3M (NYSE:MMM) delivered fourth-quarter results on Tuesday that underscored the industrial giant’s successful shift toward operational leaness, as adjusted operating margins reached 21.1%—a 140-basis-point improvement over the previous year.
The St. Paul-based conglomerate reported adjusted earnings per share of $1.83, surpassing analyst estimates and capping a year in which management raised full-year guidance twice.
While GAAP figures were weighed down by non-cash charges related to the company’s ongoing litigation settlements and structural reorganization, the underlying business showed resilience.
Adjusted sales for the quarter rose 3.7% to $6 billion, fueled by a 3.2% increase in organic growth across core segments like Safety and Industrial.
The company’s full-year 2025 performance paints a picture of a leaner 3M following its spin-off of Solventum.

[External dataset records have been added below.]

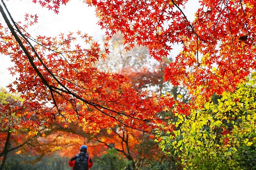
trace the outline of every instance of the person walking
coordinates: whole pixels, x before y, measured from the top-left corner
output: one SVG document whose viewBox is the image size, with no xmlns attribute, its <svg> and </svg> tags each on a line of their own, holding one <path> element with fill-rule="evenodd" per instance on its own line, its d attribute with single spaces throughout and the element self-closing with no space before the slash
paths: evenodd
<svg viewBox="0 0 256 170">
<path fill-rule="evenodd" d="M 83 144 L 80 147 L 80 152 L 75 155 L 69 161 L 73 170 L 88 170 L 93 165 L 90 157 L 87 154 L 87 146 Z"/>
</svg>

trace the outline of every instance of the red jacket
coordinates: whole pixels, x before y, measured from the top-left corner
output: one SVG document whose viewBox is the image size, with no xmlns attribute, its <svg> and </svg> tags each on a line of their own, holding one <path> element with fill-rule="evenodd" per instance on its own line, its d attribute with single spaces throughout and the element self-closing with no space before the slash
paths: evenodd
<svg viewBox="0 0 256 170">
<path fill-rule="evenodd" d="M 72 167 L 72 170 L 74 170 L 74 167 L 75 166 L 75 163 L 76 160 L 77 158 L 76 155 L 74 155 L 73 158 L 69 161 L 69 166 Z M 89 156 L 88 158 L 88 169 L 91 168 L 93 165 L 93 163 L 91 159 L 91 157 Z"/>
</svg>

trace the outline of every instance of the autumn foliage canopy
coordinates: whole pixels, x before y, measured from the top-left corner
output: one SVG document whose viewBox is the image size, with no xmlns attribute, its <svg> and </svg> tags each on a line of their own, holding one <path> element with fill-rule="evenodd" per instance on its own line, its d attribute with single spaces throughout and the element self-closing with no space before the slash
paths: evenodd
<svg viewBox="0 0 256 170">
<path fill-rule="evenodd" d="M 58 14 L 68 1 L 33 2 Z M 37 15 L 26 14 L 25 21 L 18 22 L 2 1 L 5 23 L 0 24 L 0 50 L 15 63 L 10 70 L 19 78 L 8 87 L 20 92 L 29 108 L 22 114 L 36 118 L 41 125 L 55 121 L 67 127 L 73 123 L 95 134 L 113 125 L 150 132 L 158 128 L 171 131 L 172 126 L 158 125 L 168 118 L 158 113 L 173 109 L 188 115 L 191 108 L 201 107 L 214 93 L 234 91 L 255 69 L 256 2 L 199 1 L 194 19 L 190 21 L 183 11 L 187 1 L 85 1 L 95 7 L 98 23 L 106 30 L 102 47 L 80 31 L 31 37 L 26 30 L 36 24 Z M 189 90 L 189 103 L 169 94 L 150 95 L 128 85 L 123 75 L 97 69 L 95 62 L 107 57 L 108 41 L 117 32 L 123 35 L 127 50 L 146 46 L 158 61 L 179 45 L 181 52 L 172 56 L 164 80 Z"/>
</svg>

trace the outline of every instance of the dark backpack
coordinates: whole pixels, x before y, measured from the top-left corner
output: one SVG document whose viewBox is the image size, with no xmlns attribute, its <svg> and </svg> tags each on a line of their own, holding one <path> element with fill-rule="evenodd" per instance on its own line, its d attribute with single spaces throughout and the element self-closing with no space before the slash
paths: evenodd
<svg viewBox="0 0 256 170">
<path fill-rule="evenodd" d="M 76 159 L 75 163 L 74 170 L 88 170 L 88 159 L 87 155 L 83 154 L 77 154 Z"/>
</svg>

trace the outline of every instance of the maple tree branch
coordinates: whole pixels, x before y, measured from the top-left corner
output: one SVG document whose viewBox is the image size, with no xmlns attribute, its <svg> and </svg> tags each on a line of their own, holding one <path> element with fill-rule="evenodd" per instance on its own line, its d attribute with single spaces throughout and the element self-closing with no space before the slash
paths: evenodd
<svg viewBox="0 0 256 170">
<path fill-rule="evenodd" d="M 187 18 L 187 16 L 186 16 L 184 13 L 183 12 L 183 11 L 181 10 L 181 9 L 179 7 L 179 6 L 174 2 L 174 0 L 171 0 L 173 4 L 177 7 L 179 10 L 181 12 L 181 13 L 182 13 L 182 15 L 183 15 L 183 16 L 185 18 L 185 19 L 189 23 L 189 27 L 191 28 L 191 29 L 194 31 L 194 33 L 196 34 L 196 36 L 199 38 L 199 36 L 197 34 L 197 33 L 196 33 L 196 30 L 195 30 L 193 28 L 193 27 L 192 24 L 191 23 L 188 21 L 188 19 Z"/>
<path fill-rule="evenodd" d="M 229 29 L 230 29 L 230 35 L 231 35 L 231 39 L 232 40 L 232 46 L 233 47 L 233 48 L 234 48 L 234 42 L 233 40 L 233 35 L 232 35 L 232 30 L 231 29 L 231 25 L 230 24 L 230 17 L 229 16 L 229 10 L 228 8 L 228 0 L 226 0 L 226 7 L 227 7 L 227 9 L 228 10 L 228 20 L 229 20 Z"/>
<path fill-rule="evenodd" d="M 1 1 L 4 4 L 4 6 L 5 7 L 6 9 L 7 8 L 6 7 L 6 6 L 5 6 L 5 4 L 4 4 L 4 2 L 3 0 L 1 0 Z M 30 64 L 31 64 L 31 66 L 34 69 L 37 75 L 38 75 L 38 76 L 40 77 L 40 78 L 41 79 L 44 84 L 46 85 L 47 87 L 49 87 L 49 85 L 48 84 L 47 81 L 46 81 L 46 80 L 44 79 L 42 74 L 41 74 L 41 73 L 40 73 L 38 69 L 37 69 L 37 68 L 33 61 L 33 58 L 30 56 L 30 54 L 27 50 L 26 47 L 25 47 L 24 45 L 21 41 L 21 40 L 20 39 L 20 38 L 16 33 L 16 32 L 15 32 L 14 28 L 12 27 L 11 24 L 11 23 L 9 21 L 9 19 L 7 17 L 7 16 L 5 14 L 5 13 L 4 11 L 4 9 L 3 9 L 2 7 L 2 6 L 1 5 L 0 5 L 0 12 L 1 12 L 1 13 L 2 14 L 2 16 L 4 18 L 4 19 L 5 21 L 5 22 L 7 24 L 8 28 L 9 28 L 9 29 L 10 29 L 10 30 L 11 32 L 12 35 L 14 36 L 15 39 L 16 39 L 16 40 L 17 41 L 19 45 L 21 46 L 21 47 L 24 51 L 27 57 L 28 57 L 28 60 L 29 61 Z"/>
<path fill-rule="evenodd" d="M 251 39 L 251 40 L 252 40 L 252 42 L 253 44 L 255 45 L 255 44 L 254 42 L 254 39 L 253 37 L 252 37 L 251 36 L 251 35 L 250 34 L 250 32 L 249 32 L 249 29 L 248 28 L 248 23 L 247 23 L 247 19 L 246 19 L 246 15 L 245 13 L 245 11 L 244 10 L 244 7 L 242 6 L 242 0 L 239 0 L 239 1 L 240 2 L 240 4 L 241 5 L 241 8 L 242 8 L 242 10 L 243 11 L 243 12 L 244 13 L 244 15 L 245 16 L 245 27 L 246 27 L 246 30 L 247 30 L 247 32 L 248 34 L 248 35 L 250 38 Z"/>
</svg>

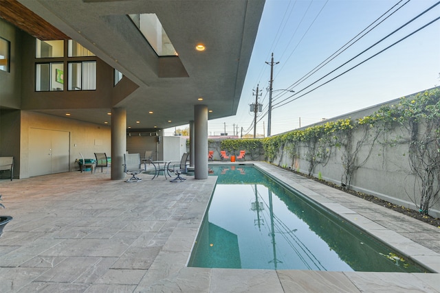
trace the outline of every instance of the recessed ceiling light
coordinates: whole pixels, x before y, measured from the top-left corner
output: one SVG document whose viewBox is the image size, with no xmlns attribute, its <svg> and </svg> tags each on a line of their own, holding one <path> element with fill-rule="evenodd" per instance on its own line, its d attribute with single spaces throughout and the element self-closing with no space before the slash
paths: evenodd
<svg viewBox="0 0 440 293">
<path fill-rule="evenodd" d="M 206 47 L 203 44 L 199 44 L 195 46 L 195 49 L 197 51 L 205 51 L 205 49 L 206 49 Z"/>
</svg>

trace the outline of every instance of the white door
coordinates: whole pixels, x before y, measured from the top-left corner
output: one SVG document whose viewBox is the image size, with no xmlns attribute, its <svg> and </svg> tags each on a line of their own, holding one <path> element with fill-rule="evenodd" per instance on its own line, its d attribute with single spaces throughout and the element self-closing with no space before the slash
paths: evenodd
<svg viewBox="0 0 440 293">
<path fill-rule="evenodd" d="M 69 171 L 70 133 L 67 131 L 30 128 L 29 175 Z"/>
</svg>

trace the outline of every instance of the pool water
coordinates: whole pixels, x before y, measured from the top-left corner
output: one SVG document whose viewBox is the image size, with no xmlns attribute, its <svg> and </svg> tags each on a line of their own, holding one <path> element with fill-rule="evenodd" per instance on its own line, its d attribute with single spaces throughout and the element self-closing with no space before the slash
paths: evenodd
<svg viewBox="0 0 440 293">
<path fill-rule="evenodd" d="M 219 178 L 188 266 L 426 272 L 254 167 L 210 173 Z"/>
</svg>

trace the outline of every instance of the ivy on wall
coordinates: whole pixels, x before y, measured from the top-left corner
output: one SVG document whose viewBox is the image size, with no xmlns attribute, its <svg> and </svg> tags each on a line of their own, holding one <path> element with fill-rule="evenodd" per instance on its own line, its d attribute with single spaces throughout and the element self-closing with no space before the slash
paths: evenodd
<svg viewBox="0 0 440 293">
<path fill-rule="evenodd" d="M 419 211 L 427 214 L 430 207 L 439 200 L 440 192 L 440 91 L 438 89 L 416 95 L 402 97 L 395 105 L 385 105 L 372 114 L 355 121 L 351 119 L 329 121 L 305 130 L 267 137 L 261 140 L 265 156 L 273 163 L 286 150 L 293 162 L 300 156 L 299 147 L 304 147 L 305 159 L 309 163 L 311 175 L 318 164 L 325 165 L 333 149 L 341 151 L 343 168 L 341 185 L 349 188 L 355 171 L 367 161 L 380 134 L 401 128 L 405 137 L 390 139 L 384 135 L 382 143 L 393 147 L 407 143 L 408 174 L 416 178 L 414 190 L 408 192 Z M 356 141 L 353 131 L 362 135 Z M 361 148 L 368 145 L 366 156 L 359 158 Z M 281 150 L 281 152 L 280 152 Z M 279 165 L 279 163 L 278 163 Z"/>
</svg>

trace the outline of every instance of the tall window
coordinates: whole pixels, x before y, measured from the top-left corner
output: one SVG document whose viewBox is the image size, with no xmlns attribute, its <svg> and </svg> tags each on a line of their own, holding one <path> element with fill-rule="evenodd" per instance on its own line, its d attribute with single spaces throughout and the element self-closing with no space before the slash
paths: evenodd
<svg viewBox="0 0 440 293">
<path fill-rule="evenodd" d="M 64 57 L 64 40 L 40 40 L 36 39 L 35 58 Z"/>
<path fill-rule="evenodd" d="M 83 57 L 95 56 L 95 54 L 82 47 L 81 44 L 74 40 L 69 40 L 67 46 L 68 57 Z"/>
<path fill-rule="evenodd" d="M 69 91 L 96 89 L 96 61 L 69 62 Z"/>
<path fill-rule="evenodd" d="M 36 91 L 64 90 L 64 64 L 38 63 L 35 69 Z"/>
<path fill-rule="evenodd" d="M 118 69 L 115 69 L 115 83 L 114 85 L 118 84 L 118 82 L 120 82 L 124 75 L 122 72 L 120 72 Z"/>
<path fill-rule="evenodd" d="M 9 72 L 10 42 L 0 38 L 0 70 Z"/>
</svg>

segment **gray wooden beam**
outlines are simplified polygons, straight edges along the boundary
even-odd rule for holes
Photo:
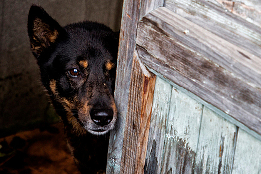
[[[162,14],[165,14],[163,15]],[[170,16],[168,17],[168,16]],[[177,30],[177,25],[182,21],[184,31],[183,37],[181,31]],[[186,37],[186,29],[189,26],[189,32],[194,33],[194,28],[199,27],[187,20],[180,17],[166,8],[159,8],[147,14],[139,22],[137,44],[138,53],[143,62],[150,68],[161,74],[166,78],[188,90],[206,102],[216,107],[230,115],[233,119],[245,125],[250,130],[261,134],[261,89],[258,82],[261,81],[260,70],[256,69],[255,65],[250,66],[253,70],[252,76],[257,77],[258,82],[251,83],[244,78],[244,71],[237,75],[232,73],[213,61],[207,55],[198,53],[202,46],[208,46],[207,50],[214,53],[226,55],[226,50],[215,49],[216,45],[213,38],[216,36],[207,31],[204,31],[205,39],[209,45],[200,40],[197,45],[188,42],[189,36]],[[198,31],[197,30],[196,31]],[[222,47],[231,47],[231,44],[221,38],[219,40]],[[212,42],[213,41],[213,42]],[[234,48],[237,48],[234,46]],[[237,50],[249,55],[255,56],[237,48]],[[231,55],[231,52],[227,53]],[[240,55],[234,55],[232,61],[241,64],[242,69],[248,65],[244,63]],[[258,58],[257,65],[261,64]],[[217,58],[218,59],[218,58]],[[252,83],[253,84],[251,84]]]

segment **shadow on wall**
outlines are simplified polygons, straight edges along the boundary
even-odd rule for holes
[[[88,20],[120,28],[122,0],[0,0],[0,137],[59,120],[30,50],[27,19],[32,3],[62,26]]]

Adjusted free cash flow reached $4.4 billion for the year, allowing the company to return $4.8 billion to shareholders through dividends and aggressive share repurchases.
Looking ahead, 3M issued 2026 guidance that suggests the era of double-digit margin expansion may be evolving into a period of steady, high-quality growth.
While the company forcasts adjusted EPS at $8.50 to $8.70, representing a mid-single-digit increase over 2025, adjusted sales growth is pegged at approximately 4%.
The company also expects adjusted operating cash flow to reach a range of $5.6 billion to $5.8 billion.